Kizugawa is a quiet suburb located in the southern tip of Kyoto. Far from the centers of Osaka and Kyoto, Kizugawa isn’t a major transportation hub or sightseeing spot. It’s just another provincial town with an all-too-familiar tranquil landscape.
Located here is Ristorante Nakamoto. Ever since opening in 2011, the restaurant has drawn in a range of customers, from famous chefs to picky epicureans, all the way to this quiet town.
Chef Akihiro Nakamoto was in charge of making pasta for four years at the Michelin three-star restaurant Enoteca Pinchiorri in Florence.
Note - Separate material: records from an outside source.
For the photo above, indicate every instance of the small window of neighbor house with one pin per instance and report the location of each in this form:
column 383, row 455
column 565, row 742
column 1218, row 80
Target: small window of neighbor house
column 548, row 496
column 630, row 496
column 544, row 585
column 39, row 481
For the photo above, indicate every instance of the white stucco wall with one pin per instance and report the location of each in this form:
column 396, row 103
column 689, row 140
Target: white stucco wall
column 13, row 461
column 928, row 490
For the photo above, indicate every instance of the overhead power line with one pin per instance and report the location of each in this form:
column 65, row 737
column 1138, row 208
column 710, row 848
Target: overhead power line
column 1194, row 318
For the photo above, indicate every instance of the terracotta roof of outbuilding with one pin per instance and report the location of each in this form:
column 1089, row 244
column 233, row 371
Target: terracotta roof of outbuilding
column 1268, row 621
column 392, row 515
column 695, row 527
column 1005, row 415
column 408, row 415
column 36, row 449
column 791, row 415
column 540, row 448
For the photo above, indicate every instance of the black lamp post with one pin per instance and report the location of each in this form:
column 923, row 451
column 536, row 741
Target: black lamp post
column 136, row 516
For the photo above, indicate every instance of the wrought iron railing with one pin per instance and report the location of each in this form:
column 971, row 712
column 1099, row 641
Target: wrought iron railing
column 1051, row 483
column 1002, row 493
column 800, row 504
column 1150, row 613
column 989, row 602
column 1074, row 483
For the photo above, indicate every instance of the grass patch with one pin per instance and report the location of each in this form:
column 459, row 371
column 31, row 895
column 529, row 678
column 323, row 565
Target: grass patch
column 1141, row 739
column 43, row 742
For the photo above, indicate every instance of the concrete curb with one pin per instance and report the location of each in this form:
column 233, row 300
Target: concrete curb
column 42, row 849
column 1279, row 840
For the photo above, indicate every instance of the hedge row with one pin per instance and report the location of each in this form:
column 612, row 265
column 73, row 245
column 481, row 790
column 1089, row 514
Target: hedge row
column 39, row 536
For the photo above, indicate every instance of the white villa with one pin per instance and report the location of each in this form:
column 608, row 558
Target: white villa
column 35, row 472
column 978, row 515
His unique and contemporary take on Italian cuisine has been a big hit with customers.
We had the opportunity to film Chef Nakamoto making two dishesー Agnolotti in Brodo and Panino.
Panino is like a generic term for sandwiches.
I’m going to be wrapping ham, salami, herbs, and pickles in a crisp bread.
This is the flour I’ll be using to make the sandwich bread.
Q:You make everything from scratch.
Exactly. There’s a lot of effort involved, but I can make it the size and thickness I want.
Unlike pasta, this doesn’t need any hot water, so I’m going to be making it like a vacuum so that there’s no air in the dough.
I’ll first mix the egg yolk and flour.
I use an egg called “Yoshida Egg” and I have it especially made for pasta.
When I’m kneading it, the stretch it produces is really different. It’s great.
For flour, I use the coarsely-textured semolina flour.
I have it ground in Japan. It comes out really fine and it’s great for making pasta.
Rather than mixing the dough with my fingertips, I’m actually rubbing them together.
I let air in but ensure not to activate the gluten too much.
If you knead it until its smooth, I think it puts stress on the dough. I try not to put in too much strength when I knead it and also let the dough rest for a couple of days to take off the stress.